Arts and entertainment reports from The Times, national and international news services and the nation’s press.



KCET Troubles: KCET-TV Channel 28 was knocked off the air for just over two hours Monday night, its third transmission problem in less than a week. An equipment malfunction caused Monday’s outage--which occurred from 7:52 p.m. to 10:05 p.m., completely knocking out “Live From Lincoln Center: A Celebration of the American Musical,” which had been scheduled for 8-10 p.m. That program has now been rescheduled for Friday night at 10. A related transmitter problem had knocked the station out briefly on Sunday, from 7:27 p.m. to 7:41 p.m. “But now, the problem, we understand, is fixed,” a KCET spokeswoman said Tuesday.
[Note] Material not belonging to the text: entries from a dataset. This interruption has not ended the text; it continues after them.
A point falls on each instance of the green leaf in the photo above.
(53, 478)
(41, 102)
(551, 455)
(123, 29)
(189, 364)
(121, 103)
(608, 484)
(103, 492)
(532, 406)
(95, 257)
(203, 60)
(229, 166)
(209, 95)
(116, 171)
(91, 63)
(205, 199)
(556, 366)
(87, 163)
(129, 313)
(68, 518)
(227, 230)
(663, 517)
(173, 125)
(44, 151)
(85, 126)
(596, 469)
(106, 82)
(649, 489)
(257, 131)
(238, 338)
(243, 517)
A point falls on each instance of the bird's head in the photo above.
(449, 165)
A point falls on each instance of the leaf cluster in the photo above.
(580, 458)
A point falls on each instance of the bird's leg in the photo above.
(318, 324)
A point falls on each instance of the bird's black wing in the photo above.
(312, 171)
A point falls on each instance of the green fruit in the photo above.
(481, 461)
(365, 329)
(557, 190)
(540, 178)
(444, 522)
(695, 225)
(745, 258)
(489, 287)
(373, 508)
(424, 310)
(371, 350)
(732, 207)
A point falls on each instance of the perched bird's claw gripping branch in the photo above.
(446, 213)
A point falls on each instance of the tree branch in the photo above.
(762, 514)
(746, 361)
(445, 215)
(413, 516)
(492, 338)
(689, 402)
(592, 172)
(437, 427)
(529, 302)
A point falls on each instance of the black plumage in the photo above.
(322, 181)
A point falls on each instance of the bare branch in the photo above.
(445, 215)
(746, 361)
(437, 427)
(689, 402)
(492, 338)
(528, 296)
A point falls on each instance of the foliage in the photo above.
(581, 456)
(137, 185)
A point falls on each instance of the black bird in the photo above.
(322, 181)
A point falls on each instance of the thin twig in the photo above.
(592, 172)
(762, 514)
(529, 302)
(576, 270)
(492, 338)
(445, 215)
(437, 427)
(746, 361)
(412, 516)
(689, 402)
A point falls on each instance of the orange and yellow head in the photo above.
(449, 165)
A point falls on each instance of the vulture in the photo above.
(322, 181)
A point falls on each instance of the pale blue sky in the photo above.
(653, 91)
A two-hour interruption last Thursday afternoon, caused when a construction crew cut through some power lines, was not related to the two more recent problems.
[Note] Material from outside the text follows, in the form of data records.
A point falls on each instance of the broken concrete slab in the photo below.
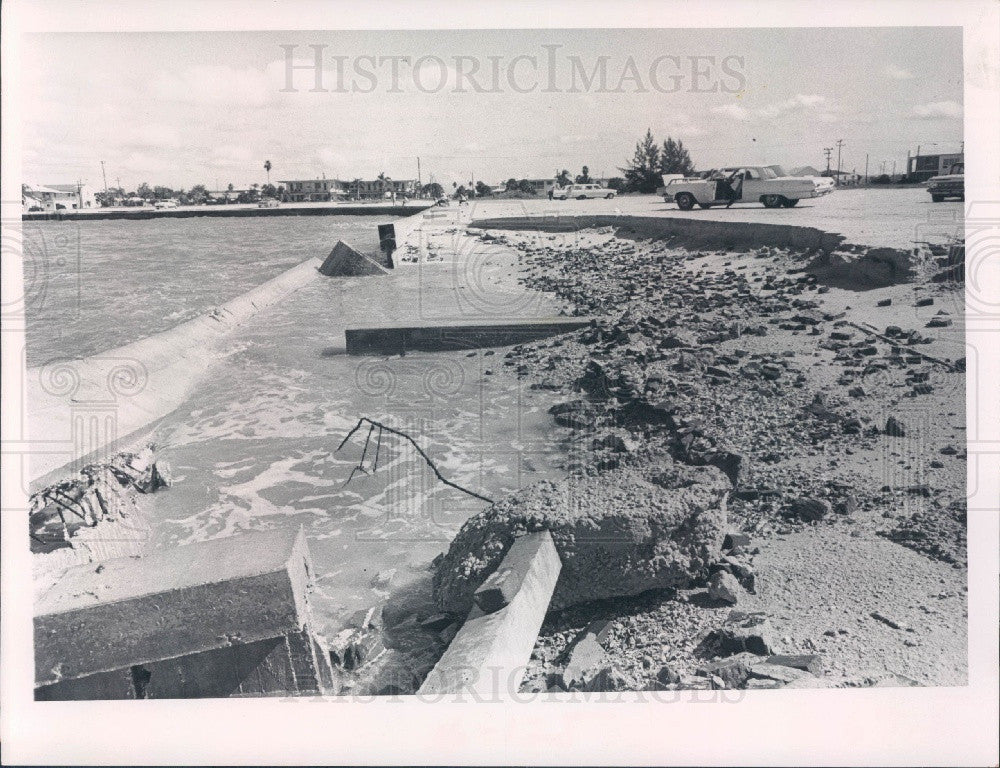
(291, 665)
(489, 654)
(620, 533)
(172, 602)
(505, 582)
(344, 261)
(460, 334)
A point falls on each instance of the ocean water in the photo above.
(91, 286)
(256, 444)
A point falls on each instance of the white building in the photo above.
(57, 197)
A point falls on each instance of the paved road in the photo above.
(894, 218)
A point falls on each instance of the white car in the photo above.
(582, 192)
(745, 184)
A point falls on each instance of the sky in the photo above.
(180, 109)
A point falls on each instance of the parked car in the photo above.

Adding Four: Howard Stern’s agent Don Buchwald reports that since Stern’s big-screen biopic “Private Parts” opened on March 7, four more radio stations have signed up to air his syndicated show, which will bring the shock jock’s total to 40. While he declined to name the stations, saying he didn’t want to preempt the local announcements, Buchwald said Tuesday that the stations--two in the South, one in Florida and one in the Midwest--will begin airing Stern’s show within 30 days. And another three outlets expressed interest last week, Buchwald said. However, Stern has a long way to go to catch up with Rush Limbaugh, who is heard on about 660 stations. Meanwhile “Private Parts” has taken in only about $40 million at the box office so far.
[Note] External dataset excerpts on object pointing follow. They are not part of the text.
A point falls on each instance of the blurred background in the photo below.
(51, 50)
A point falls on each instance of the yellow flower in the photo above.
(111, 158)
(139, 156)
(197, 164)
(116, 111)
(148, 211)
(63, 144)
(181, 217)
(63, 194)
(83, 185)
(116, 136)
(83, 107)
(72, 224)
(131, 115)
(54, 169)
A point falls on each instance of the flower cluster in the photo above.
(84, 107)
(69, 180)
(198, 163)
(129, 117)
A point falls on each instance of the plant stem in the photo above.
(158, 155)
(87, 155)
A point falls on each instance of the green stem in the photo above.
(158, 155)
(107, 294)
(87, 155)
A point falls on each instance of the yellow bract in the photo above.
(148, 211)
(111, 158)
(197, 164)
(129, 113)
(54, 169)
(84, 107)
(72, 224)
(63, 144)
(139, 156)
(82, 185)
Dallas Museum’s Prize: The nation’s most coveted private collection of modern and contemporary sculpture--amassed by Dallas shopping center mogul Raymond D. Nasher and valued at more than $50 million--has found a home at the Dallas Museum of Art. Working through the Nasher Foundation, the collector plans to establish a sculpture garden on a two-acre site next to the museum in downtown Dallas. The $32-million project, including the acquisition of land, extensive landscaping and a cafe, is scheduled for completion in 1999. Sculptures by Henry Moore, Auguste Rodin, Jean Dubuffet and many other artists will be displayed on a rotating basis.



Embassy Project Delayed: Although government officials say they are going ahead with plans for the new American Embassy in Berlin, the much-trumpeted project’s Santa Monica-based architects, Moore Ruble Yudell, have said that the $120-million-to-$140-million project is on hold due to lack of funds. The new embassy had been expected to open at Pariser Platz (just east of the Brandenburg Gate) in 1999--when the German capital moves back to Berlin from Bonn. But sales of other American-owned properties in Germany--which were to have financed the new embassy--have been disappointing. The architects, who were awarded the project nearly a year ago, said they have done no work on it since then, and no construction start date is set.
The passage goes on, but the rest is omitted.